David MacQuigg wrote:
> At 04:06 PM 3/26/2005 -0500, Radu wrote:
>
> > David MacQuigg wrote:
> >
> > > At 02:45 PM 3/26/2005 -0500, Radu wrote:
> > >
> > > > David MacQuigg wrote:
> > > >
> > > > > At 01:33 PM 3/26/2005 -0500, Radu wrote:
> > > > >
> > > > > > David MacQuigg wrote:
> > > > > >
> > > > > > > At 11:53 AM 3/26/2005 -0500, Radu wrote:
> > > > > > >
> > > > > > > > Once again, the mask would not work as a mechanism (unless it 
> > > > > > > > was in include, like Frank mentioned), because each mechanism 
> > > > > > > > can return a match. the mask modifiers can return a match only 
> > > > > > > > after *all of them* have been checked against the IP. Think of a 
> > > > > > > > mask like m=65/6 m=214/6. For senders in the 214 net, your 
> > > > > > > > proposed -!ip4 mechanism would wrongfully declare the 214 
> > > > > > > > sources as "FAIL".
> > > > > > >
> > > > > > > Oops.  I thought I understood these masks, but I missed it.  OK, 
> > > > > > > so what this "mask" mechanism really says is, the IP address must 
> > > > > > > match one or another mask range AND match at least one of the 
> > > > > > > subsequent mechanisms.
> > > > > >
> > > > > > Almost :)
> > > > > >
> > > > > > Please, let's never call it a mechanism again, to avoid confusion. 
> > > > > > It really is a *modifier* !!! Actually a *set of modifiers* are 
> > > > > > only meaningful together. Individually, each mask modifier doesn't 
> > > > > > mean anything, because it doesn't tell enough to allow the checker 
> > > > > > to stop evaluating.
> > > > >
> > > > > Good point.  It's a modifier, not a mechanism.
> > > > >
> > > > > > And what it really says is: Somewhere in the included/redirected 
> > > > > > records, there are more IP mechanisms that match some of the IPs 
> > > > > > in the mask range. It's a "summary" of the remaining records, if 
> > > > > > you wish. The summary includes more IPs than the records 
> > > > > > themselves, but it serves well to tell authoritatively what IPs 
> > > > > > *aren't* in the subsequent includes. It also serves to tell you 
> > > > > > what the all at the very end of the record chain says the to do 
> > > > > > with unmatching IPs ("fail", "softfail", etc), so that you don't 
> > > > > > need to scan the whole chain to find out what the domain owner 
> > > > > > wants you to do.
> > > > > > Somehow I/we need to find a description of this that would be very 
> > > > > > clear, so that implementers of SPF checkers know what to do. It is 
> > > > > > clearly a description/language problem because you're not alone 
> > > > > > getting a grasp on its meaning.
> > > > >
> > > > > How about
> > > > >    record           = version [mask] terms *SP
> > > > >    version          = "v=spf1"
> > > > >    mask             = *( 1*SP m= ipblock )
> > > > > After processing the mask, if there is any match, proceed with the 
> > > > > terms as usual.  If there is no match, skip processing any terms 
> > > > > except 'all', and don't call for any remainder of a truncated record.
> > > >
> > > > Thats good, except the earliest the mask can be evaluated is after 
> > > > the A/MX/exists mechanisms.

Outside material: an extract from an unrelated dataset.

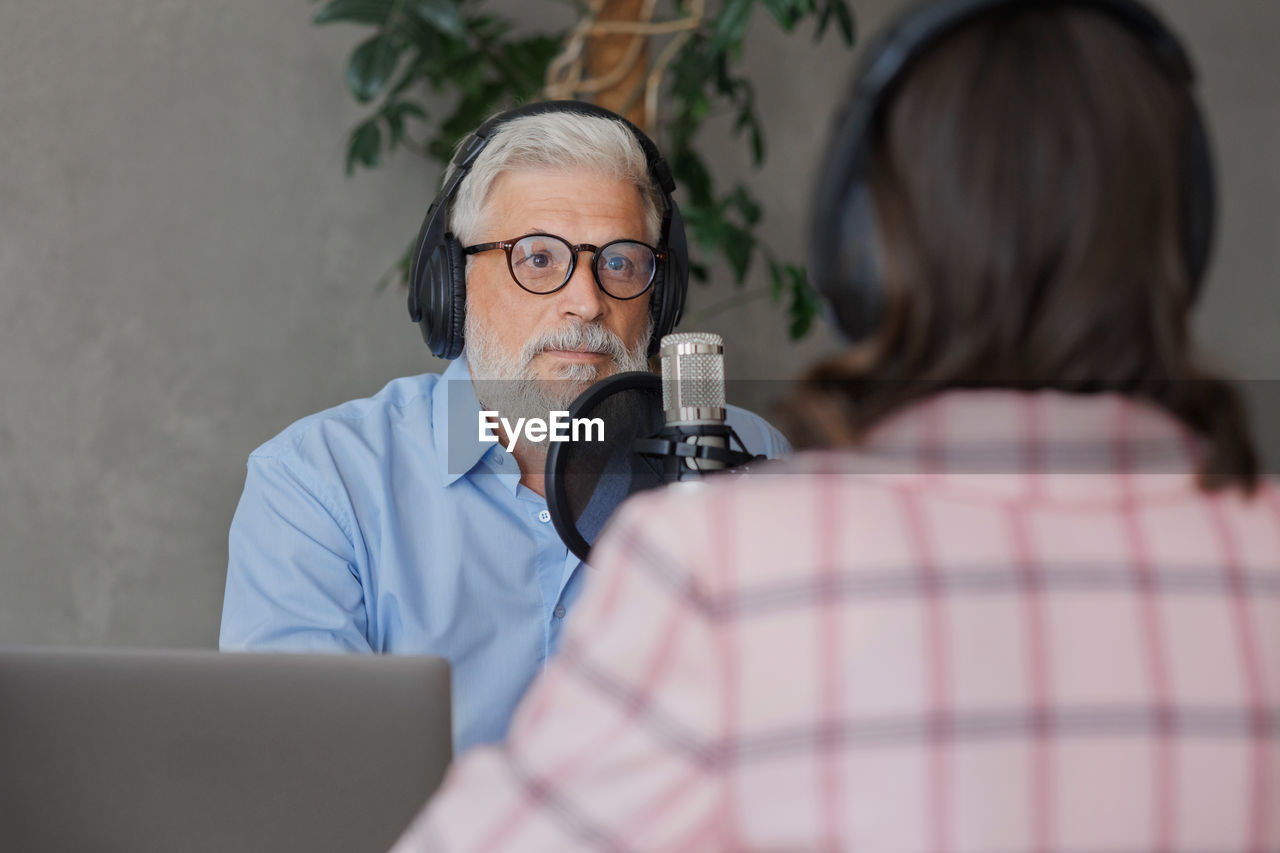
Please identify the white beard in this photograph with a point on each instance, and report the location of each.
(510, 383)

For instance, an exists:{i}.domain.com 
> > > > cannot be  covered by a mask. The only reason why a compiler might 
> > > > leave a/mx/exists mechanisms in the compiled record is if they 
> > > > contain macros that cannot be expanded at compile time (such as i, 
> > > > l, and possibly s).
> > > > I was planning on worrying about truncated records. I was going to 
> > > > assume that the checker cannot receive a truncated record, because 
> > > > the resolver library takes care of using TCP as necessary. In any 
> > > > case, for compiled records this should only happen if the compiler 
> > > > screwed up and created a record that is cannot fit in a UDP packet. 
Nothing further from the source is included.